India Presents Budget With No Changes to the Crypto Tax

  • On July 23, India’s Finance Minister, Nirmala Sitharaman, presented the country’s Union Budget for 2024–25.
  • Without specifically addressing digital assets, the budget preserved the industry’s current tax rate on cryptocurrencies.

An Overview of the Budget and Community Reactions to India’s Current Crypto Tax System

The Indian cryptocurrency community is apprehensive about the future of digital assets as a result of this policy’s silence.

Stakeholders in the Indian bitcoin industry have responded differently to the budget’s unclear course.

Although the budget presentation listed nine areas of economic growth, such as innovation, jobs, and agriculture, it made no mention of cryptocurrency.

The removal of the 2% equalization charge and the angel tax for startup investors were two of the major announcements.

Prominent members of the Indian cryptocurrency scene, including developer Vijay Saran, were quick to draw attention to the budget’s lack of discussion of cryptocurrencies. Saran claimed on X that not a single mention of cryptocurrency was made in the document.

The CEO of the regional exchange Unocoin, Sathvik Vishwanath, read the government’s decision to maintain tax rates at the same level as proof that the Indian government is inhibiting international innovation and investor interest.

The current crypto tax system in India levies a 1% Tax Deducted at Source (TDS) on transactions and a 30% flat tax on cryptocurrency profits. It was first presented in Sitharaman’s 2022 Budget speech. However, the nation’s cryptocurrency movement is pushing for a TDS cut to 0.01%.

The notable decrease in trading volumes on local exchanges has been attributed to this tax structure, which is regarded as one of the harshest in the world.

As per a research published by the National Academy of Legal Studies and Research (NASLAR), trading volumes on Indian exchanges have experienced a 97% decline, and the number of active users has decreased by 81% since these tax measures were implemented.

The study also discovered that decreased activity on India’s major exchanges is costing the national government about 700 million Indian rupees (59 billion INR) in lost tax revenue.

RBI’s Position on Virtual Currency and Its Regulatory Implications

In light of Finance Minister Nirmala Sitharaman’s warning about the global gap in crypto regulation, the Indian government has persisted in cautioning citizens about the risks associated with cryptocurrency trading.

She said that if one nation adopts crypto rules and another do not, there might be a gap for illegal activity.

Notably, the Reserve Bank of India’s (RBI) cautious attitude on cryptocurrencies has influenced government policy.

The RBI’s 2018 directive, which forbade banks from assisting cryptocurrency transactions, served as an example of this cautious approach. But in 2020, the Indian Supreme Court struck down this policy.
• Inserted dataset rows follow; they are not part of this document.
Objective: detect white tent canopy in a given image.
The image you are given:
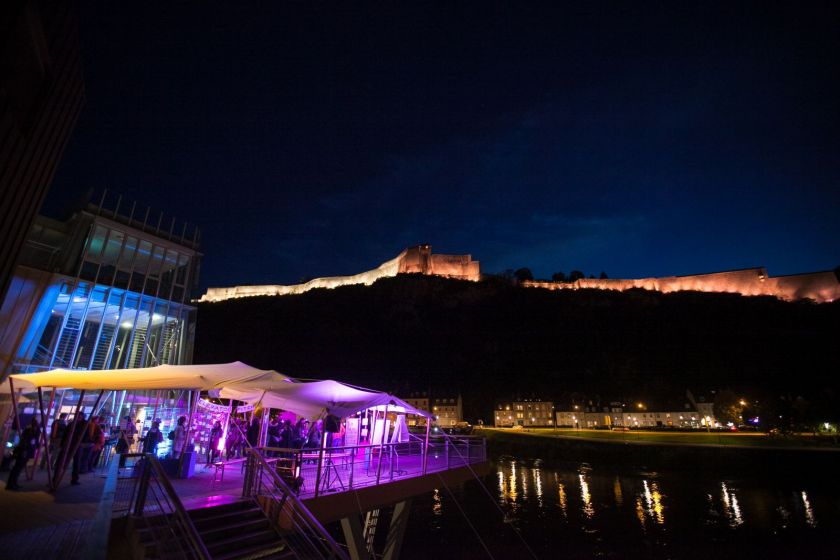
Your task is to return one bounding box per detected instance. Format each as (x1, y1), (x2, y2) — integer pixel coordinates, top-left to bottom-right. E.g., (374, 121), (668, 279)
(9, 362), (431, 419)
(6, 362), (289, 391)
(214, 380), (430, 418)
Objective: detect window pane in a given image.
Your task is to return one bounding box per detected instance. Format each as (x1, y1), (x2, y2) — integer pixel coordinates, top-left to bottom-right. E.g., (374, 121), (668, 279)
(130, 241), (152, 292)
(96, 230), (125, 286)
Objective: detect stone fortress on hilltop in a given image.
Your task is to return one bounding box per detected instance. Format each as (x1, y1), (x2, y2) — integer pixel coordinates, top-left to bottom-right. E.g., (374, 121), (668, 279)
(522, 267), (840, 303)
(199, 245), (481, 302)
(199, 245), (840, 303)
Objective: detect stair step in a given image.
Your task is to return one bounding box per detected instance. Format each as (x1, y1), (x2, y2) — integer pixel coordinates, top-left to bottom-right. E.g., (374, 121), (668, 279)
(187, 500), (257, 520)
(205, 531), (285, 558)
(212, 539), (297, 560)
(193, 508), (265, 532)
(198, 516), (271, 544)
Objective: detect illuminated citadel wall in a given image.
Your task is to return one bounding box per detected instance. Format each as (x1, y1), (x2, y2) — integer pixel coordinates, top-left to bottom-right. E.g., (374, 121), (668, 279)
(199, 245), (481, 301)
(522, 268), (840, 303)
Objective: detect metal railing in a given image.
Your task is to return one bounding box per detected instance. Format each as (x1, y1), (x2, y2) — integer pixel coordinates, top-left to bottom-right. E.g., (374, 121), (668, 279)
(249, 436), (487, 499)
(113, 453), (211, 560)
(242, 449), (349, 559)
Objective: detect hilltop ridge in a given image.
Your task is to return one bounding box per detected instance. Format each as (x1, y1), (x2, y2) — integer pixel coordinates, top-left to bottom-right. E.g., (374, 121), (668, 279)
(195, 274), (840, 420)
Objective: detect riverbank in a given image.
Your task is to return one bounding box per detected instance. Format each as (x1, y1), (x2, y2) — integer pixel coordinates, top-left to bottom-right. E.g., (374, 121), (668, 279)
(478, 428), (840, 476)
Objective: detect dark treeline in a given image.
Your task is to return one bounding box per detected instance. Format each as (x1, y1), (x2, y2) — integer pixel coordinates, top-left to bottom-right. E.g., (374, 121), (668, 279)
(195, 275), (840, 422)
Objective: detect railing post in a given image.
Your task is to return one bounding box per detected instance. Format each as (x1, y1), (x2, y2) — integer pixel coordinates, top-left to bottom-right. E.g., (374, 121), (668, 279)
(373, 403), (390, 486)
(443, 437), (449, 470)
(423, 418), (432, 475)
(134, 455), (152, 517)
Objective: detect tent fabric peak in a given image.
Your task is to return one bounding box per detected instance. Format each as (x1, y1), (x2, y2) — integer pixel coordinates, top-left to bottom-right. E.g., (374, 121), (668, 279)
(11, 362), (432, 419)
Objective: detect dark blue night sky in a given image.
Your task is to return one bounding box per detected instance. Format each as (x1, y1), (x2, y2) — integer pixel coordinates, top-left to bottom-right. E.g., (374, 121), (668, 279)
(48, 2), (840, 286)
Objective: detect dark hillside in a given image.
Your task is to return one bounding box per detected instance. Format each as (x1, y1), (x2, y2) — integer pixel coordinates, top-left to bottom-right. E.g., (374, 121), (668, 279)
(195, 276), (840, 420)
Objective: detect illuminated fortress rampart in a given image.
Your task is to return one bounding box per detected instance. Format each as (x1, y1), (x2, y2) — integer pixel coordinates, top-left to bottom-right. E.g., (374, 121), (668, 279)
(199, 245), (481, 301)
(522, 268), (840, 303)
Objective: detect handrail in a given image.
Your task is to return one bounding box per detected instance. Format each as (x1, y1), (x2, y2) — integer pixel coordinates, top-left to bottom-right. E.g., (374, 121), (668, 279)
(243, 448), (349, 560)
(129, 453), (211, 560)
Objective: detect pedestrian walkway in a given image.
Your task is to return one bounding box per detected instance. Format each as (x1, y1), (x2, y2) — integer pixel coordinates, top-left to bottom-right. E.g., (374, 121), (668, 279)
(0, 471), (105, 560)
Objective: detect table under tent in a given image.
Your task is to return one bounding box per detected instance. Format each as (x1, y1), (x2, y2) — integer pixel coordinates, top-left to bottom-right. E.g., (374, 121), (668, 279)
(8, 362), (431, 495)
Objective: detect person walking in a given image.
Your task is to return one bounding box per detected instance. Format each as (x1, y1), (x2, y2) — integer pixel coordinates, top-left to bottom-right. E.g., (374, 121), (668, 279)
(170, 416), (187, 459)
(247, 413), (260, 448)
(87, 416), (107, 471)
(143, 419), (163, 456)
(6, 416), (41, 490)
(206, 420), (222, 465)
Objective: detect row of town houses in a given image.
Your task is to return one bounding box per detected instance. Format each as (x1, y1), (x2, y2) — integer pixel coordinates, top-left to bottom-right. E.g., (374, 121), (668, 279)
(493, 393), (720, 429)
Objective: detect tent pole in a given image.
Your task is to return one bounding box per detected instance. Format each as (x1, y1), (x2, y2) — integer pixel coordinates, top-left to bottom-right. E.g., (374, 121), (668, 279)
(151, 389), (160, 424)
(55, 389), (105, 488)
(52, 389), (85, 490)
(423, 417), (432, 475)
(181, 390), (199, 464)
(374, 403), (390, 486)
(9, 375), (20, 434)
(55, 387), (67, 418)
(35, 387), (55, 490)
(220, 399), (233, 462)
(114, 390), (127, 419)
(312, 413), (327, 498)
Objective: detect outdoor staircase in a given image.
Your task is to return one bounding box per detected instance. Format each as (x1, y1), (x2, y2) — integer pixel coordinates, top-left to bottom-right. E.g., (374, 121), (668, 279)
(129, 499), (297, 560)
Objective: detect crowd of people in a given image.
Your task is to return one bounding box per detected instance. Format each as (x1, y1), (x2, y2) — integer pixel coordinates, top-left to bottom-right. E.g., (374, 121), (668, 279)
(6, 406), (344, 490)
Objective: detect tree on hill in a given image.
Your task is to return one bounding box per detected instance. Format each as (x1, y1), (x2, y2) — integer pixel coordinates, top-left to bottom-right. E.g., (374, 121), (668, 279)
(714, 389), (743, 425)
(513, 268), (534, 282)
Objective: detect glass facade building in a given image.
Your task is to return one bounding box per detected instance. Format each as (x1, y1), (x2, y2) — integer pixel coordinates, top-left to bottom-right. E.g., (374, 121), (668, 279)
(0, 194), (200, 373)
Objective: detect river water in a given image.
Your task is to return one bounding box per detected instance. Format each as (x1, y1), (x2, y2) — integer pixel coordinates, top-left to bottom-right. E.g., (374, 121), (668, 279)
(402, 457), (840, 560)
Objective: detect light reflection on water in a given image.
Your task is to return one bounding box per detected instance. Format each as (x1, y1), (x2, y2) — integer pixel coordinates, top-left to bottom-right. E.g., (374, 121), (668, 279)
(494, 460), (817, 532)
(404, 459), (840, 560)
(720, 482), (744, 529)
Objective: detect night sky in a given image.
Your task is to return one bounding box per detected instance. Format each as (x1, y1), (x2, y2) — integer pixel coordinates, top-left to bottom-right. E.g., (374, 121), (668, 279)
(47, 2), (840, 286)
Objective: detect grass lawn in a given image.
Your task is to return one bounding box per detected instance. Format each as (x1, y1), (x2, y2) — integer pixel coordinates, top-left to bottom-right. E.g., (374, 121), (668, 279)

The increasing acceptance of cryptocurrencies in India has also been impacted by the imposition of strict tax laws.

The unforeseen consequences of these rules were discovered through a study conducted by the technology company Esya Centre, located in Delhi.

According to their findings, there has been a capital flight by Indian investors, who have moved digital assets worth about $3.852 billion (INR 32,000 crore) to foreign markets since the tax was implemented.

According to the Esya Center’s analysis, the strict regulations can have the opposite effect of what is intended, thereby decreasing tax collections and making transaction tracking more difficult.

The report recommends that policies be reevaluated and that the TDS be adjusted to reflect the current 0.1% securities transaction tax.

The RBI has continuously alerted users to the speculative character of cryptocurrency assets notwithstanding these industry suggestions because it views private digital currencies as a possible macroeconomic danger.

The Securities and Exchange Board of India (SEBI), however, has a different take on cryptocurrencies in the nation. On May 16, the RBI sought to outlaw stablecoins, while the SEBI suggested working together to regulate cryptocurrency trading in India.

Disclaimer : This article was created for informational purposes only and should not be taken as investment advice. An asset’s past performance does not predict its future returns. Before making an investment, please conduct your own research, as digital assets like cryptocurrencies are highly risky and volatile financial instruments.